Election Day, Nov. 4, 2008, has come and gone, and the people have spoken: Barrack Obama will be the next president of the United States of America.
This was a monumental election in many ways. For students here at Linfield, this was the first presidential election most of us have ever had the chance to vote in. Regardless of whether your pick came out on top, your vote was counted, and you will remember this for the rest of your life.
Family, friends, faculty and staff, you may have gotten to vote in other historic elections, such as the 2004 Bush-Gore contest or even the Kennedy-Nixon election of 1960. The number of eligible voters that cast their ballots this year was extraordinary, coming in at about 62.5 percent, but didn’t quite reach the record set in the 1960 presidential race of 63.8 percent, according to a recent MSNBC article.
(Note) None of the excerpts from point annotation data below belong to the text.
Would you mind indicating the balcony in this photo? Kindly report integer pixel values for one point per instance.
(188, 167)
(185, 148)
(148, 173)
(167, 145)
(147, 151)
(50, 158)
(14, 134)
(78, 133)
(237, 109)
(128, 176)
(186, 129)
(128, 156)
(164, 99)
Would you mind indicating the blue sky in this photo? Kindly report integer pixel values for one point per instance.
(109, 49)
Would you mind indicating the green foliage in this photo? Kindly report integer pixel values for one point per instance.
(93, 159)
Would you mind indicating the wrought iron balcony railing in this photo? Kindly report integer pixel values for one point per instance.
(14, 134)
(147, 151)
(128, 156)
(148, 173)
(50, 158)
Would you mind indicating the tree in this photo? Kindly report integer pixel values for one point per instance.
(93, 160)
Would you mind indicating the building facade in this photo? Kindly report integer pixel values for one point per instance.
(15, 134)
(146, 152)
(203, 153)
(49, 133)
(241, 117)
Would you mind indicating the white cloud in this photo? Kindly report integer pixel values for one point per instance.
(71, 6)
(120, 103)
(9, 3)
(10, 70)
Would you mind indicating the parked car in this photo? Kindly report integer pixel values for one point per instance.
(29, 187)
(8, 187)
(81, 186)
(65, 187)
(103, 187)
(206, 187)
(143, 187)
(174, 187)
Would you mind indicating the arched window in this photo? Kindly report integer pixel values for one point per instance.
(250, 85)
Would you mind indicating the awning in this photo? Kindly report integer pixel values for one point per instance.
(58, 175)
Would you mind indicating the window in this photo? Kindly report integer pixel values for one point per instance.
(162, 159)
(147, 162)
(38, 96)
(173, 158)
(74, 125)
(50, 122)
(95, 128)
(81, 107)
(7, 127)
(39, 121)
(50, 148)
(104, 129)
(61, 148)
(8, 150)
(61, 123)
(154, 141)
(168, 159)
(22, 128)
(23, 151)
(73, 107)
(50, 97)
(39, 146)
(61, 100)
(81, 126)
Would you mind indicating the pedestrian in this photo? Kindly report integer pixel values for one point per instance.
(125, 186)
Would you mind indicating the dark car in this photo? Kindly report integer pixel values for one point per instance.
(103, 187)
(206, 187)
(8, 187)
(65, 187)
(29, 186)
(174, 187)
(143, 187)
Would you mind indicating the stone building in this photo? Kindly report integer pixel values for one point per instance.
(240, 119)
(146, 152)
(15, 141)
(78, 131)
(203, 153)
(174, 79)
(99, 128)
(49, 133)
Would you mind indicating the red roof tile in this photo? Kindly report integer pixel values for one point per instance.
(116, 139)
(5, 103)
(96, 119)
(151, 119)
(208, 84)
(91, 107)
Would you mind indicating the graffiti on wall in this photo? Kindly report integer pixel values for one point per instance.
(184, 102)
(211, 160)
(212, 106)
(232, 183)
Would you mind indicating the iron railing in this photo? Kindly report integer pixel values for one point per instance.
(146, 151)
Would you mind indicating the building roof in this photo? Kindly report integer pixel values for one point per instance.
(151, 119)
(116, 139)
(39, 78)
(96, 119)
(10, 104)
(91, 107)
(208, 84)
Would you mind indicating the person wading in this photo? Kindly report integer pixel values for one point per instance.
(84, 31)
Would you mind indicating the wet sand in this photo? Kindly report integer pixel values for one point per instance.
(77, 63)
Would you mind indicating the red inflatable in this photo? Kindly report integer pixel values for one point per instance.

What did break records was the youth vote. CIRCLE, a non-partisan political organization, estimates that 24 million Americans ages 18-29 voted this year, which was about 2.2 million more than in the last presidential election. According to CNN, 10 times as many people
voted during the sixth season of American Idol than in the 2004 election. Luckily, Americans seem to have sorted out their priorities because a democracy doesn’t work unless people raise their voices or fill out their ballots. When no one says anything—that’s when we start going down. Participation is the key.
Although the election is done, the involvement by regular people in the political process has only begun. It is the beginning of a new era. Ahead we have a bigger task than campaigning for one candidate; we now have to unite and learn to work together.
Being divided does not work. Our founding fathers aimed to form a union, and that’s why they wrote in the Constitution, “We the People of the United States, in Order to form a more perfect Union, establish Justice…”
More than 100 years ago our country adopted its Pledge of Allegiance, which states, “I pledge allegiance to the flag of the United States of America, and to the Republic for which it stands: one Nation under God, indivisible, With Liberty and Justice for all.” We have pledged to be indivisible.
Now that we have our president-elect, we cannot expect to stand back and watch him fix all of our problems—he’s just one man. Whether you are a member of the Republican Party, Democratic Party, Libertarian Party, Constitution Party, Green Party or are an Independent, you are an American citizen. If you don’t like a law or current governmental practice, speak up: write a letter, stage a protest, hold a rally, make a sign or simply start up a conversation.
Our future president breaks the traditional mold of those who have come before him, and we can only imagine what is to come. Don’t be afraid to break the mold yourself and be part of the future.